A Letter From Barbaro

Well, I’m dead. You happy now, motherfucker? I’m sure you thought I went somewhere else, but I hate to break it to you, chappy… I’m in horse heaven. I’m eating oats soaked in Cristal and getting my giant horse balls licked by a 20-year-old Anne Bancroft every night. Live with that, cocksucker.

So yeah, they’ve got internet access up here in heaven, and I saw the bullshit you wrote about me. I break my leg, and I’m on my deathbed, and you do is make glue jokes? Ha Ha Ha. Real funny, assface. I’ve already asked God and if he said if you get to heaven (he seemed to doubt it), he’d look the other way while me and all seven of original Budweiser Clydesdales rape your virgin asshole. We’ll see who’s laughing then.

You will die. And the cause of death will officially be listed as “massive horsecock trauma.” I’m going to chisel that into your tombstone myself. I hate you. I hate you with a burning passion, and I hope that your eyeballs get ripped out by a goddamn HIV-positive sea donkey who then sews your nipples together and jams a palm tree UP YOUR FUCKING — ah, hahahahahaha… I couldn’t keep a straight face. I’m just playin’, man! We cool.

Seriously, I’m with you, brother. They should’ve killed my ass months ago. You know how much pain I’ve been in? And I’m not just talking about physical pain, although, that has been extreme… I can’t even take a shit without bursting into tears. But I’m talking about emotional pain. You wouldn’t believe the crazy bitches I’ve had to put up with.

For the last two months, the worst part about being a horse was not the fact that at the age of 3, they put a 110-lb. homo on your back and make you run under crippling conditions … no, for the last two months, the worst part about being a horse was being physically incapable of saying the words “FUCK YOU, YOU CRAZY OLD HAG.”

Christ, I couldn’t take it anymore. They’d read me these poems from these old cunts about how I’m their shining star, how they love me so much, how I’m an inspiration… fuckin’ A, lady, stop watching Oprah for ten goddamn minutes of your life. This is not a touching story… I’m an abused fucking horse who’s being kept alive against his will. If that makes you feel all warm and fuzzy inside, then do me a favor… sew your vagina shut so you can’t reproduce, and then go drink a bottle of Clorox. Whore.

And you know why I went through all this pain? They wanted my jizz. Hey, story of my life (nudge). You know what I’m talking about, MJD. And they thought they got some, but they didn’t … they gave me a bucket to shoot it in, but when they weren’t looking, I filled it with horse shampoo. If they try to shove that into some poor woman’s horse hoo-hoo-dilly, all it’s going to do is is volume to her bush and make her crotch smell like lavender and chamomile… which I guess isn’t the worst thing in the world, either.

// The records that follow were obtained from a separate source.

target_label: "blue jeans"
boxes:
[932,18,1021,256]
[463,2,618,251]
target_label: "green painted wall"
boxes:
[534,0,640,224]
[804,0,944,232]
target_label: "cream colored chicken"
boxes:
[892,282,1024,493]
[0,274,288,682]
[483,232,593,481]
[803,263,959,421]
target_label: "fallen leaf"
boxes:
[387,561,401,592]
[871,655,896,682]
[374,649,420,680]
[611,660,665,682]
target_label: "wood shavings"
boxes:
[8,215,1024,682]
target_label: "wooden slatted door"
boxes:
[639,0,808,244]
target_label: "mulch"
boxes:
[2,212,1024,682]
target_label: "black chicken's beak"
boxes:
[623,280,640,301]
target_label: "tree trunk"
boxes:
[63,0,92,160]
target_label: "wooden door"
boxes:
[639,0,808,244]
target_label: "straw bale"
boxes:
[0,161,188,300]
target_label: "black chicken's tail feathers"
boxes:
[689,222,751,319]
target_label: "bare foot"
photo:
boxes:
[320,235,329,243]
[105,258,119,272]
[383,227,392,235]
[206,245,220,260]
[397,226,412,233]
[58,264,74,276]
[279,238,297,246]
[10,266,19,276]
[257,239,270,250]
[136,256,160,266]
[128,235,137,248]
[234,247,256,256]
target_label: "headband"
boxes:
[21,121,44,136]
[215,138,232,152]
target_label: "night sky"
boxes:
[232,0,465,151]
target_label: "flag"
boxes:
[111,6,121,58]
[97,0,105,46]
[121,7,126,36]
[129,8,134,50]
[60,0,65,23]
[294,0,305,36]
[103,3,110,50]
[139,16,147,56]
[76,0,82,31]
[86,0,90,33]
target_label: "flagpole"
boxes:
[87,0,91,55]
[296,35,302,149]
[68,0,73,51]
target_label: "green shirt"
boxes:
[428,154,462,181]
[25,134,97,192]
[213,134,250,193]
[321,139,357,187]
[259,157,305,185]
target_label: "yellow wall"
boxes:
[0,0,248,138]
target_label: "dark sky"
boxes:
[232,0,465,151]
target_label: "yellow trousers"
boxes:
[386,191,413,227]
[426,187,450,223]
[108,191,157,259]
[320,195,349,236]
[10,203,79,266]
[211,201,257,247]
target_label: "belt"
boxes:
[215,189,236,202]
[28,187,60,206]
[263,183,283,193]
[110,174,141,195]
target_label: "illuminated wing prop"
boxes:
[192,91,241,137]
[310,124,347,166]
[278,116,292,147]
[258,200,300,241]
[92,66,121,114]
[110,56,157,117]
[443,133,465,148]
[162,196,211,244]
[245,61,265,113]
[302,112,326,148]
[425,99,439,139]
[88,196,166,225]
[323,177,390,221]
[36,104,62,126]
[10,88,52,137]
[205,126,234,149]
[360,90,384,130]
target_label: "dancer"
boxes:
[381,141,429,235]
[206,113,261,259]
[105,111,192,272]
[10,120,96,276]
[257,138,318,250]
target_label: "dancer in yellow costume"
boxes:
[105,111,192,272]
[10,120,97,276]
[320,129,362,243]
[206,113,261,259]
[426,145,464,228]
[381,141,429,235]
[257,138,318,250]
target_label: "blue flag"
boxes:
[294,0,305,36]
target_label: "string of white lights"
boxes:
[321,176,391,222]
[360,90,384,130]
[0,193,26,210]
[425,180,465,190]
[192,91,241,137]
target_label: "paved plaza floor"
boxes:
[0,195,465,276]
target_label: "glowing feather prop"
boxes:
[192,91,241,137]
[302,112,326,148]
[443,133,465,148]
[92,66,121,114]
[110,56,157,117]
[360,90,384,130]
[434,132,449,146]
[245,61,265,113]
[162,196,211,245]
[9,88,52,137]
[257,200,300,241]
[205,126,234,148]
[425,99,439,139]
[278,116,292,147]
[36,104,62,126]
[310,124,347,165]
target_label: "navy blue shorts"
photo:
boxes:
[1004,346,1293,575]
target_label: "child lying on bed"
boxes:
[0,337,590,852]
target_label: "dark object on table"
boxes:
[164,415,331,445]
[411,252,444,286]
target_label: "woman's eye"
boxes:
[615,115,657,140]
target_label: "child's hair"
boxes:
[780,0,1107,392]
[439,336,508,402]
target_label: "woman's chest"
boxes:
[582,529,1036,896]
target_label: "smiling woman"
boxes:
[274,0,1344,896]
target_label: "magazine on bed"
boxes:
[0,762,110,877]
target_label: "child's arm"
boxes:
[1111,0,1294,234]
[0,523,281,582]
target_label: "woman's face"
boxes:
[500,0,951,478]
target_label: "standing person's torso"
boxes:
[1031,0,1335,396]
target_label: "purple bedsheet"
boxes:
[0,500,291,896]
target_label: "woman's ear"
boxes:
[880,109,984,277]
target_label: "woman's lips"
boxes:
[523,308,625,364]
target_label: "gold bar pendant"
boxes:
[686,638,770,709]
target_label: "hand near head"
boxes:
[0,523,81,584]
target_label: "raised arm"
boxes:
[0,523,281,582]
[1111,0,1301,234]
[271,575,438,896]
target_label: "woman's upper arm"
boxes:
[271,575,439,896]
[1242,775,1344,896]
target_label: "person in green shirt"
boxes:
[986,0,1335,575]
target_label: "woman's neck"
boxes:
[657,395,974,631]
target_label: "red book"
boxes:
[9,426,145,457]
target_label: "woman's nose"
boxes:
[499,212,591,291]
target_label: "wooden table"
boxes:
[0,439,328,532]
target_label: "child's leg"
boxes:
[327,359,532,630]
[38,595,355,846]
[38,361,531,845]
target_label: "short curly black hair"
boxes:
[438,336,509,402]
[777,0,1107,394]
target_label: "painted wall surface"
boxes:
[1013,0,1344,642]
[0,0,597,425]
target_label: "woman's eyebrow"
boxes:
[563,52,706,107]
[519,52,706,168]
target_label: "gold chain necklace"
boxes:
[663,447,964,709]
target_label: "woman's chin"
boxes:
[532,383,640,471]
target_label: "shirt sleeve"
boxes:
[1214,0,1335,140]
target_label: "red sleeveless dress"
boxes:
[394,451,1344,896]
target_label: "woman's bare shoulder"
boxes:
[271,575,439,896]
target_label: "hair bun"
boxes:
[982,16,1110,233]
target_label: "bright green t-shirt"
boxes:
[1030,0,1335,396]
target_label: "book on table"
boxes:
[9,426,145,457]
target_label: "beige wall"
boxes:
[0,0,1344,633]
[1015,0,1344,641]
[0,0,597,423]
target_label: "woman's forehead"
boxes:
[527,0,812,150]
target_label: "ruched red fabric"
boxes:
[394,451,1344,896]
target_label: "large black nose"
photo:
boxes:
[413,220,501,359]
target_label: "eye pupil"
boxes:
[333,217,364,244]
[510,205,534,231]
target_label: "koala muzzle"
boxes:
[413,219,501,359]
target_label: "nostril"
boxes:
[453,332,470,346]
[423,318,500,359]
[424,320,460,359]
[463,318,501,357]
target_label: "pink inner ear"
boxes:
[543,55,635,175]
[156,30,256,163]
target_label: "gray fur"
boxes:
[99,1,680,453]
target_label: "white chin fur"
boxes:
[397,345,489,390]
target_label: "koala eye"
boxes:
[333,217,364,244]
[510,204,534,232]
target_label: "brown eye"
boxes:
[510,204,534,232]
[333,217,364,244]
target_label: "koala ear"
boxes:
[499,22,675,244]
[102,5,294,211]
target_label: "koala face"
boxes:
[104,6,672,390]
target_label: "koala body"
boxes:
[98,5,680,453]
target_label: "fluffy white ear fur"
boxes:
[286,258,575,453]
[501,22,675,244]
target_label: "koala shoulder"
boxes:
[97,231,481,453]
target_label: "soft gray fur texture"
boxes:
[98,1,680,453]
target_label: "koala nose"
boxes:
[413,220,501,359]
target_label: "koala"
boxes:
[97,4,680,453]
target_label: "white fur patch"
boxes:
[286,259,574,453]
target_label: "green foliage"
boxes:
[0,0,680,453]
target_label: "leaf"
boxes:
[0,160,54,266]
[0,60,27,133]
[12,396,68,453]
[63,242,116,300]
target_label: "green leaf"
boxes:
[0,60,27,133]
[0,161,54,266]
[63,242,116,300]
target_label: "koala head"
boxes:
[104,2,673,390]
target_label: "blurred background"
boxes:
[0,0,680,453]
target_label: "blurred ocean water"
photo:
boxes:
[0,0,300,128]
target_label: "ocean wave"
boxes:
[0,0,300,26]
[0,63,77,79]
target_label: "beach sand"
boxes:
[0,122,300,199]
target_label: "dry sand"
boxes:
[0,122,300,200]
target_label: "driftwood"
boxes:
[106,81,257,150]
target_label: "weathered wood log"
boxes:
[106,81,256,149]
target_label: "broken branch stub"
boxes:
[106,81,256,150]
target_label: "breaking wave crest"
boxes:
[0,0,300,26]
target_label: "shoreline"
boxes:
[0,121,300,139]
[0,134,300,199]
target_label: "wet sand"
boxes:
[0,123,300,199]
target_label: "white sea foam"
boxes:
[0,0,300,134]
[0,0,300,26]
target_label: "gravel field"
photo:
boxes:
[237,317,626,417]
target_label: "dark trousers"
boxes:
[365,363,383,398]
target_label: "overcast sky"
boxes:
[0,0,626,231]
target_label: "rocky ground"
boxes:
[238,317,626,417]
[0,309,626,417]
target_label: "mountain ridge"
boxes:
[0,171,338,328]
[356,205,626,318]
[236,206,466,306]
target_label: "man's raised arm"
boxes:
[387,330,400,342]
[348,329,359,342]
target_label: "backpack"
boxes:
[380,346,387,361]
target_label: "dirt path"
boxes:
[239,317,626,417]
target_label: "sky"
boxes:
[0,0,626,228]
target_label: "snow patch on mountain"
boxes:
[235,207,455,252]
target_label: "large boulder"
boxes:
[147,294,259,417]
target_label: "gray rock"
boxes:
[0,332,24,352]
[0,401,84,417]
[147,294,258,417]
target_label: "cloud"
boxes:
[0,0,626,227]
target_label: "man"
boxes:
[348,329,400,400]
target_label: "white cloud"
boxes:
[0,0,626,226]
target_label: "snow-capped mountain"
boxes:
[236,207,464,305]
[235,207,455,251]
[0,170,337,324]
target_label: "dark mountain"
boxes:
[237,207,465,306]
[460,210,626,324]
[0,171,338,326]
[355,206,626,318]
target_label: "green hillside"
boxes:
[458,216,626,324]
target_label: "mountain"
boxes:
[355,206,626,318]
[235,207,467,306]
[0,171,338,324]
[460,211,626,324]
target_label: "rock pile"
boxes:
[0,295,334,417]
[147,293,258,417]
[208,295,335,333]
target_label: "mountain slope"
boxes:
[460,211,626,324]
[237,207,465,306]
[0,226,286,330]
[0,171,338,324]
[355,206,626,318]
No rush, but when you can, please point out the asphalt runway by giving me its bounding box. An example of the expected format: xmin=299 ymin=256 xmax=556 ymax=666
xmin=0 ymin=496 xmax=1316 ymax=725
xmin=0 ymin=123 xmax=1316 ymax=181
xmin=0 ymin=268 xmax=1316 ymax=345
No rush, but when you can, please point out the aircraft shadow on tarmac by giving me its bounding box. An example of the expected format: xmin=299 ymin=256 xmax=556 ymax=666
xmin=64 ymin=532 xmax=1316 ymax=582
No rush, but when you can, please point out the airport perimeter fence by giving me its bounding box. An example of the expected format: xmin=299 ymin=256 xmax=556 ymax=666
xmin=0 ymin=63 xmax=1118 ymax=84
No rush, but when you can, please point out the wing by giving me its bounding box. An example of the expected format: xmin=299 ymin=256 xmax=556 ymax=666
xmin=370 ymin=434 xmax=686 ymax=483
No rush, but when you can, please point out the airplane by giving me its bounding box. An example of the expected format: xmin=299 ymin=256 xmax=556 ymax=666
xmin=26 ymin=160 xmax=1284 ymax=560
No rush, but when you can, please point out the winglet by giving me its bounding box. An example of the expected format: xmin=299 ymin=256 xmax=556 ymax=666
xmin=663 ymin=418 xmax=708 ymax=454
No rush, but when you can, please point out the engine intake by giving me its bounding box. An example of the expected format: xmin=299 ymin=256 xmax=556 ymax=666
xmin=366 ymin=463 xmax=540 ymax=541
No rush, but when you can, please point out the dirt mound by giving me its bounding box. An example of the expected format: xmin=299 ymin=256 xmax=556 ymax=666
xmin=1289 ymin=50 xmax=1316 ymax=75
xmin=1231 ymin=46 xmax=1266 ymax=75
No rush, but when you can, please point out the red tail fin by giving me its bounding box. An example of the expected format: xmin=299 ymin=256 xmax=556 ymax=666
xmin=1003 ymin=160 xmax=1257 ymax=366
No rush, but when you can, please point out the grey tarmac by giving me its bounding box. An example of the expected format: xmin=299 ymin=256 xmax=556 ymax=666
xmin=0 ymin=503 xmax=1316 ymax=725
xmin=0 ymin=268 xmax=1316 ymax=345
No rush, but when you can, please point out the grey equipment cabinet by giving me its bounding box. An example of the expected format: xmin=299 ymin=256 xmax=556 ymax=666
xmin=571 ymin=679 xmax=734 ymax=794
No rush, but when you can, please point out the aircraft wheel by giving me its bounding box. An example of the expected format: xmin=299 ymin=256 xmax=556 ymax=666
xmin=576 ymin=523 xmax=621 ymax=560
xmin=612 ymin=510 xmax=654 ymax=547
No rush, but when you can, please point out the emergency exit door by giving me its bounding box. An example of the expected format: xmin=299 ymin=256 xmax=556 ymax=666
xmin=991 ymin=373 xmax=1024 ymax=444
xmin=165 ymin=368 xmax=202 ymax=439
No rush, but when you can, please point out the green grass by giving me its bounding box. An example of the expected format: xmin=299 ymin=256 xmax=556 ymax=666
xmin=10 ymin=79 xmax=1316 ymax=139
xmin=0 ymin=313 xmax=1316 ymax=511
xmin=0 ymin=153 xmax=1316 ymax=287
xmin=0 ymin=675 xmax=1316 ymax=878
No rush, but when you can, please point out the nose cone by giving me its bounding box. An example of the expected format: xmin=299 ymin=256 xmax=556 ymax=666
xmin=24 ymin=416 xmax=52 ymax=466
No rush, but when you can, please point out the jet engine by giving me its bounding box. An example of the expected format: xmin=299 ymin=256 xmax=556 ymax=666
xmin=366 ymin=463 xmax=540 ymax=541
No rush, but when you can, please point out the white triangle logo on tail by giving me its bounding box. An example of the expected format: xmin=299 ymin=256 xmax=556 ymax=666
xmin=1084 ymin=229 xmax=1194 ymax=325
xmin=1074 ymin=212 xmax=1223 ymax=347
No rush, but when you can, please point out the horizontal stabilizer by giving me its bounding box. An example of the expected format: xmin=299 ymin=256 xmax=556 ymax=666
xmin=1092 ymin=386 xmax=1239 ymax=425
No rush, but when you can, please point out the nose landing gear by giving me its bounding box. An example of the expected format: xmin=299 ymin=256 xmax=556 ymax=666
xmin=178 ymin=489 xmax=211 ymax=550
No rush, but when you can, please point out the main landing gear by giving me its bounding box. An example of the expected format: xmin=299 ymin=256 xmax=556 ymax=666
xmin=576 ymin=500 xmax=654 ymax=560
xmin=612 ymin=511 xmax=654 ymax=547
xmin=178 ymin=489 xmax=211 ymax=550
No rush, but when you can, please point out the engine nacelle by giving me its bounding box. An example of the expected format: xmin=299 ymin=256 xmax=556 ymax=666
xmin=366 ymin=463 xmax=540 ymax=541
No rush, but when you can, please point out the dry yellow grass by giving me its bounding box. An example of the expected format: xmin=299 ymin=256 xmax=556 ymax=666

They really should have killed me a long time ago. And listen, I know all you guys have kind of hated me, because of the neverending “news” stories about every time they clipped one of my toenails… but come on, you can’t pin that on me. Believe me, if I was chillin’ at the crib, and this happened to Bernardini, and I had to endure all that bullshit on TV … believe me, I’d hate him as much as you would. I’d start a blog, and I’d call it bernardinitakesituptheass.blogspot.com. He really does take it up the ass, by the way.

By the way, while we’re on the subject of websites, can you do me a favor and drop a line to the gang at bloodhorse.com, and let them know that they might want to reconfuckingsider this? Thanks.

So come on, cut me some slack. It wasn’t me that did anything to anyone… I’m a victim here. I just happened to be blessed with the ability to run like the fucking wind. It’s not my fault. What was I going to do, tell them, “No, I can’t run?” Well, number one, I’m a horse, and I can’t talk. And number two, you know how much trim I got from being a superstar race horse? Let me put it to you this way … Secretariat has two daughters, and they’re both screamers.

So listen, all that stuff about raping you… don’t sweat that, I was just playing. I told you, we’re boys. In fact, when you get up here, not only will I not rape you, but I’m going to have God surgically replace your penis with an exact replica of my penis… that way, it’ll be a good inch-and-a-half longer than it is right now.